Sono emerse due esigenze opposte per le quali è necessario si intervenga con la massima flessibilità: da un lato non si vorrebbero rallentare gli investimenti e dall’altro c’è il timore che la situazione di stallo si protragga molto di là nel tempo a tal punto da pregiudicare le finalità delle iniziative in corso.

Pertanto si pone all’attenzione del legislatore di considerare e valutare che potrebbe essere necessario intervenire sul DM FER per:

  • posticipare la prossima procedura competitiva, prevista per il 31 maggio 2020, mettendola in coda a quelle già programmate e pianificandola nei mesi successivi a settembre 2021
  • prolungare di 180 giorni tutte le tempistiche dettate dagli adempimenti contenuti nel DM FER per gli impianti entrati in posizione utile nelle graduatorie delle prime due procedure competitive (ossia quelle del 30 settembre 2019 e del 31 gennaio 2020)
  • prolungare di 180 giorni la scadenza prevista dall’art. 7 comma 1 lettera a)

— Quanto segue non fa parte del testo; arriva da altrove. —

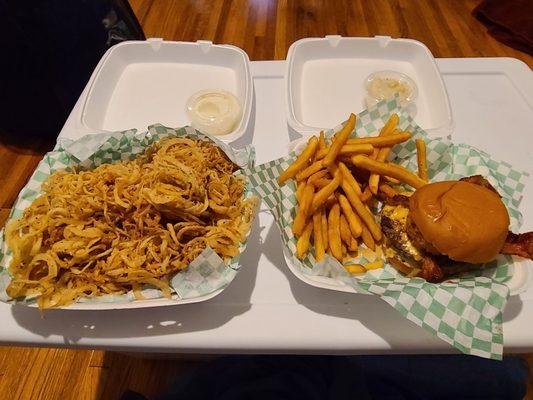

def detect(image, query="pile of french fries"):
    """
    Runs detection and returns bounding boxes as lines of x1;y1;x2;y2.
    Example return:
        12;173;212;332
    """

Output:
279;114;428;273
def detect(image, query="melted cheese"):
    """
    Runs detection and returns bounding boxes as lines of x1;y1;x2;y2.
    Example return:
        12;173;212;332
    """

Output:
384;205;422;261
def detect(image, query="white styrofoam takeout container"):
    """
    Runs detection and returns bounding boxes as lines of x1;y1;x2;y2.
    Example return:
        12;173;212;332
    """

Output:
76;38;253;143
283;135;533;296
18;38;253;310
286;36;453;136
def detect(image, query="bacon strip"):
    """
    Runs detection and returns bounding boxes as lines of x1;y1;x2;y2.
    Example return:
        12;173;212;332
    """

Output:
500;232;533;260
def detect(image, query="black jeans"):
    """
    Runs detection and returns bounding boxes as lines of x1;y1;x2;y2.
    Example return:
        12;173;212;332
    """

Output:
122;355;528;400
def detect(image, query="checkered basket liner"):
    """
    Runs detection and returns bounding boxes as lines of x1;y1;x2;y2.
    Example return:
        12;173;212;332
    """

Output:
247;100;528;359
0;124;255;303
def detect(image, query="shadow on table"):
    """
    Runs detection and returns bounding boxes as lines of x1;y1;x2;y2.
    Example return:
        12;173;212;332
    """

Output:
11;218;261;345
263;224;522;351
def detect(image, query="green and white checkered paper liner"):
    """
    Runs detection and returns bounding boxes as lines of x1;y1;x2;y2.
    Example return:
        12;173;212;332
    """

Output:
0;124;255;303
247;100;527;359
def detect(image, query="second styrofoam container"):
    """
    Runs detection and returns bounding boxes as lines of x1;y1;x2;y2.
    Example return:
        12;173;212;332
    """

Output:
286;36;453;136
77;39;253;142
283;135;533;296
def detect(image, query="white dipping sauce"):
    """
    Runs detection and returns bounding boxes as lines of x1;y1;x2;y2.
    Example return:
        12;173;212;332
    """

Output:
187;89;242;135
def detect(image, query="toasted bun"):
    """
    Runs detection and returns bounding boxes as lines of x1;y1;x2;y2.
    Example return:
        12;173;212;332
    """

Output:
409;181;509;264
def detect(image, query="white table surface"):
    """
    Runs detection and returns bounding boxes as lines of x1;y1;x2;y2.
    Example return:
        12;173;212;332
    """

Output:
0;58;533;354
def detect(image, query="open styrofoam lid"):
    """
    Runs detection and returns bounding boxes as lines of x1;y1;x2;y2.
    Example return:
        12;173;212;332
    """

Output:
81;39;253;142
287;36;453;135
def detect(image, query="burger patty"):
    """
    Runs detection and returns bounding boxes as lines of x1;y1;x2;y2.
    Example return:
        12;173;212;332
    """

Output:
381;203;447;282
381;175;533;282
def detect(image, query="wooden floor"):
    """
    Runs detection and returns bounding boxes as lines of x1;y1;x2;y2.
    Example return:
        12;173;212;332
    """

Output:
0;0;533;400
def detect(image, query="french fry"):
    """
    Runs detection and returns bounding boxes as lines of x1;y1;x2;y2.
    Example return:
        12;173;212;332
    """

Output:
324;114;355;167
313;209;325;261
296;160;324;181
361;226;376;250
344;264;366;274
320;207;329;251
341;214;352;246
338;194;363;238
415;139;428;182
341;180;382;243
296;221;313;260
339;162;362;196
339;143;374;156
278;136;318;185
296;181;307;204
307;169;329;184
328;204;342;262
352;155;426;189
363;260;383;271
345;132;411;147
383;176;400;185
361;186;372;203
292;185;315;237
316;145;330;160
324;193;337;210
311;170;342;213
379;183;398;197
311;178;333;189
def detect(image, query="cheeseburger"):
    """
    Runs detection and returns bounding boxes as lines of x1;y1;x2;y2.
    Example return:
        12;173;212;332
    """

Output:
381;175;533;282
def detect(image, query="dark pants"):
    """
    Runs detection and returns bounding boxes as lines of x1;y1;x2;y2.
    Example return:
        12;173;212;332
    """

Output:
122;355;528;400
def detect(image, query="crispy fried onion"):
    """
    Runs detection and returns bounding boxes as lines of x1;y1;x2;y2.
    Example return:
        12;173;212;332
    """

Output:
6;137;257;309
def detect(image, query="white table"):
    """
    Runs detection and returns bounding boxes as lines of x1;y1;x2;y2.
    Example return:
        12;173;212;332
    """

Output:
0;58;533;354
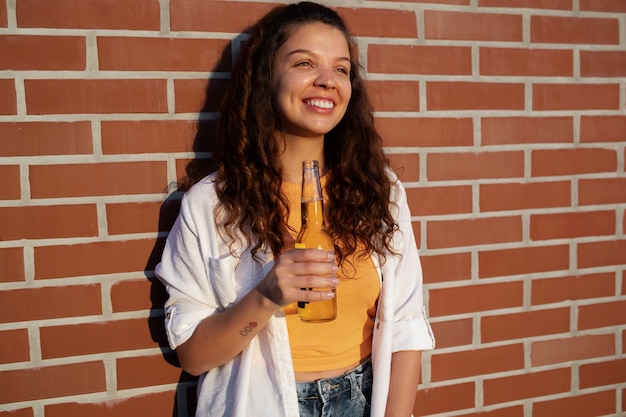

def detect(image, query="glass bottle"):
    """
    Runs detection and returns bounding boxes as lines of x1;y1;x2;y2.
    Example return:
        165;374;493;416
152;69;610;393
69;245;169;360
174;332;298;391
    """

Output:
296;161;337;323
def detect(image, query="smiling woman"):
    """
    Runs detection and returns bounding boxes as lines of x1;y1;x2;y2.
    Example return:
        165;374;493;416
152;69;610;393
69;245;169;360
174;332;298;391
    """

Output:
156;2;434;417
273;23;352;149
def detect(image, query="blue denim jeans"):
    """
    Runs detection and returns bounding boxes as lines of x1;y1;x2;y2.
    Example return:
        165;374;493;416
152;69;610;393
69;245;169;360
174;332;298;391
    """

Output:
296;360;373;417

Analogamente si propone di valutare di:

  • prolungare di 180 giorni a decorrere dalla data del 23 febbraio 2020 di pubblicazione in Gazzetta Ufficiale del decreto del Presidente del Consiglio dei Ministri tutte le scadenze dei procedimenti amministrativi, quali a titolo esemplificativo i titoli autorizzativi e le pratiche di connessione presentate ai gestori delle reti di distribuzione ed al gestore della rete di trasmissione di cui al Testo Integrato delle Connessioni Attive (TICA – Delibera ARG/elt 99/08 aggiornata), onde evitare di farle decadere

Il settore delle energie rinnovabili può contribuire alla ripresa economica, trainando una pletora di imprese ad uscire da questa emergenza. Ciò può concretizzarsi solo se si riusciranno a conseguire titoli autorizzativi necessari alla costruzione ed all’esercizio degli impianti a fonte rinnovabile e dei sistemi di accumulo e raggiungere gli obiettivi indicati nel PNIEC. Pertanto si ritiene necessario, in modo che al termine dell’emergenza si possa recuperare il terreno perso e accelerare gli investimenti nel settore delle fonti rinnovabili e dei sistemi di accumulo:

  • istituire un tavolo di lavoro istituzionale che individui le soluzioni idonee a semplificare e snellire le procedure autorizzative, in quanto oggi tutte le iniziative di iter autorizzativi sono bloccate
  • definire tutti i procedimenti inerenti progetti sottoposti a VIA ministeriale ed ancora pendenti innanzi alla Presidenza del Consiglio dei Ministri

Non essendo, purtroppo, ipotizzabile ad oggi una previsione di superamento dell’emergenza sanitaria e la conseguente fine delle restrizioni dei provvedimenti legislativi sin qui adottati, non si esclude che si debba intervenire nuovamente con analoghe richieste.